Right now, I'm somewhat lost on the ideology of love. It seems to me that people have lost touch with how to treat one another.


----------



## Forest (Mar 29, 2014)

Children? A level 2 tier consideration from the "What About My Needs?" crowd.


----------



## Truthseeker1 (Jul 17, 2013)

Pepper123 said:


> My dad had an affair my senior year in HS... and ultimately married his AP. I came home from school one day and he had moved in with the OW, who he is still his wife. While I know my parents had been miserable and that they are far better apart, I still struggle with his decisions. I have an odd tendency to trust strangers more than people I know... and I think that has something to do with the fact that strangers have no vested interest in me (and vice versa), but ppl close to me can hurt me. I am emotionally guarded, and many have tried to get in, but can't. I'm sure my jaded perception of love and marriage contributed to my selection in a partner, who turned out to be highly abusive.
> 
> Right now, I'm somewhat lost on the ideology of love. It seems to me that people have lost touch with how to treat one another.

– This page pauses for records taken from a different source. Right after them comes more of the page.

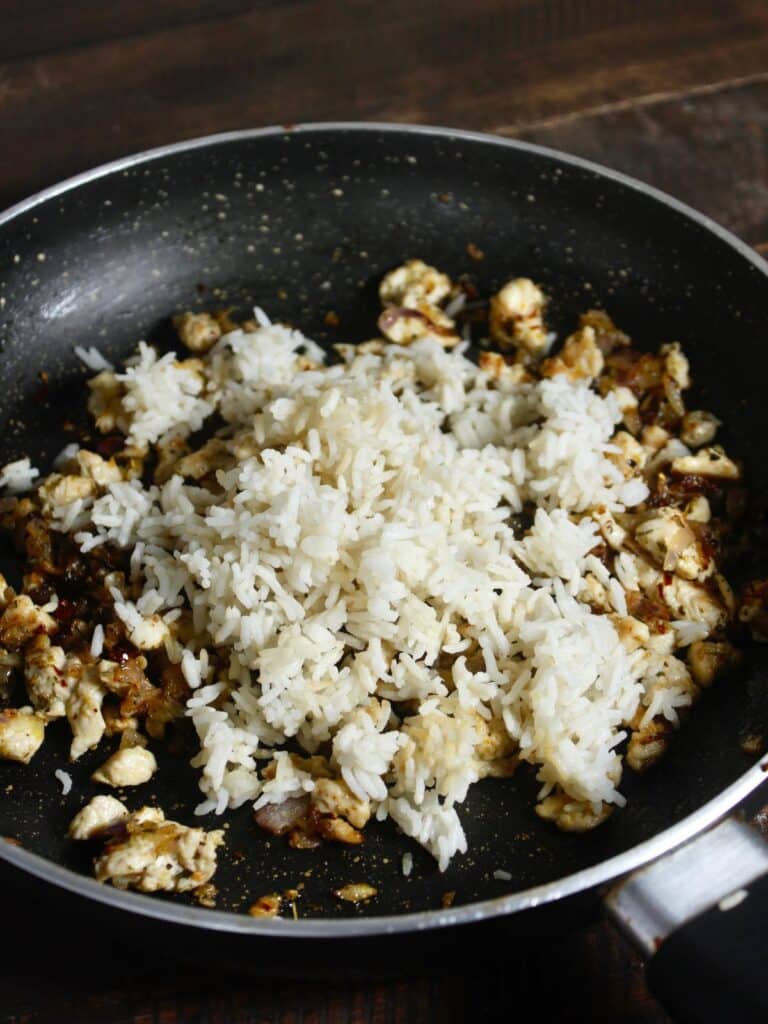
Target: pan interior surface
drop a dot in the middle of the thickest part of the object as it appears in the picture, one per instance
(303, 223)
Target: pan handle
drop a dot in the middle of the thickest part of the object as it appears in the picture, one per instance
(699, 913)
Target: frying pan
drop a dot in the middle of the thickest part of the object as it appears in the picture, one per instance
(303, 220)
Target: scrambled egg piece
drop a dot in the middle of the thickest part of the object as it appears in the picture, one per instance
(517, 316)
(128, 766)
(153, 854)
(98, 814)
(22, 734)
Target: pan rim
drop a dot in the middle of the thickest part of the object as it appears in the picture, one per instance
(527, 899)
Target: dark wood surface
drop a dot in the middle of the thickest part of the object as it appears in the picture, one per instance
(673, 91)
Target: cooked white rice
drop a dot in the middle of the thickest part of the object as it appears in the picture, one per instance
(363, 536)
(65, 778)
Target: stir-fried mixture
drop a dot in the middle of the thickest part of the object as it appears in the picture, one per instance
(373, 583)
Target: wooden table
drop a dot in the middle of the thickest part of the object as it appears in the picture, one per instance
(673, 91)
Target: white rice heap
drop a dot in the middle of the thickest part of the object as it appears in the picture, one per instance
(360, 545)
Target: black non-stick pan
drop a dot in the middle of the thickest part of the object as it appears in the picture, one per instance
(303, 221)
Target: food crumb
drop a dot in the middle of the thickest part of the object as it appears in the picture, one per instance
(206, 894)
(356, 892)
(266, 906)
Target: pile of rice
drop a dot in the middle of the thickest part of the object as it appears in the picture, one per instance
(358, 548)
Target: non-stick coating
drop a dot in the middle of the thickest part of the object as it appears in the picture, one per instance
(303, 223)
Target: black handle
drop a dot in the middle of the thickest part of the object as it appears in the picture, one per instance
(714, 970)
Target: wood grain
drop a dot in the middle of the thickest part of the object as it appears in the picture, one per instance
(487, 65)
(709, 150)
(40, 27)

On TAM we usually discuss the effects an affair has on the BS (understandably so) but when a spouse cheats they betray the WHOLE family not just their spouse. The children are left to deal with the damage inflicted by selfish parents.


----------



## 3putt (Dec 3, 2012)

I've posted these articles from Dr. Harley and his daughter Dr. Chalmers many times before, so I'll post them again to support and emphasize what this article suggests. They all work hand in hand, and to deny adultery's destruction on children (and that they will just adapt or are resilient) is nothing more than sacrificing your children's futures for your own selfish needs and desires.

Caring for Children Means Caring for Each Other

Infidelity: The Lessons Children Learn


----------



## HarryDoyle (Jan 19, 2013)

My WW's affairs didn't affect our children (yet) but my WW's parents' affairs affected her. She grew up thinking that cheating on your spouse when you aren't happy was just normal. Of course I didn't find any of this out until after d-day but it all makes since now. The Apple doesn't fall far from the tree I guess. Her mom's reaction to my wife's affair was "oh well, I knew it would happen sooner or later".:scratchhead:


----------



## 3putt (Dec 3, 2012)

Mrs. John Adams said:


> Our children were 4 and 8 when i had my short affair. They never knew...we kept it from them....and we never separated..so their continuity of "normalcy" was never interrupted.
> 
> I did tell our daughter...without great detail when she was 18....by then the affair was long past and we were 14 years into reconciliation. I am not quite sure at that point it had much impact.


Your affair was a one off, not a long going affair that ripped your family apart and ended in divorce. That's not what these articles are referring to, but it could've easily headed that way if you weren't who you were then and are now.


----------



## The Middleman (Apr 30, 2012)

No infidelity in my marriage but I can tell you as someone who had a father who couldn't keep it in his pants, the effects were devastating.


----------



## sammy3 (Jun 5, 2011)

My son was 20 and I worry about this everyday from now on out as he keeps so much to himself. 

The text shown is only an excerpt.